A deal has been done on the law to restrict the carbon output of cars sold in Europe. But is it an "empty deal", a noble aspiration savaged by the short-sighted and selfish car industry and car-producing countries, as some environmentalists believe? Or is it "good for industry, good for the environment and good for jobs," as the Socialists say?
It's not yet written in stone. The European Parliament has to vote on it, and so do ministers from the EU's 27 countries. But the deal between senior MEPs and the French presidency is likely to hold because it has the backing of both big political groups in the parliament of left and right.
The Conservative MEP Martin Callanan, who was part of the negotiations, rejected one possible compromise last week but now says: "The deal we have struck represents the best of both worlds. We have shown we can encourage car manufacturers to go green by including incentives for investment in clean technology, but without driving them out of business".
So what has been agreed?
A target of reducing CO2 emissions to an average of 120 grams per kilometre driven by 2012 would be introduced in stages: for example only 65% of new cars need meet this target by 2012. The final target date is now 2015.
A sliding scale of fines that reaches the maximum penalty, 95 euros (£79) per gram over the limit, in 2019.

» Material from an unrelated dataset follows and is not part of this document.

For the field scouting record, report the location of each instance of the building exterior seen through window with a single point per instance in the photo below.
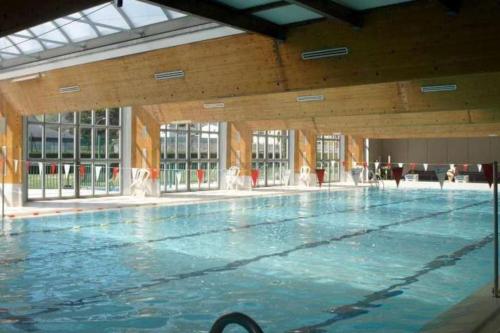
(190, 157)
(270, 156)
(73, 154)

A long-term but non-binding target of cars producing no more that 95 grams of CO2 per kilometre travelled by 2020.
Environmentalists argue this is very much watered-down, compared to at the start of the whole tortuous process.
The German Green MEP Rebecca Harms has told me that the European Union will end up with a 2012 target that is higher than the actual average produced today. "It is grossly misleading to suggest that these measures will address the impact of cars on the climate."
Should the big power blocs of left and right be proud of a rounded, balanced package - or ashamed of a sell-out?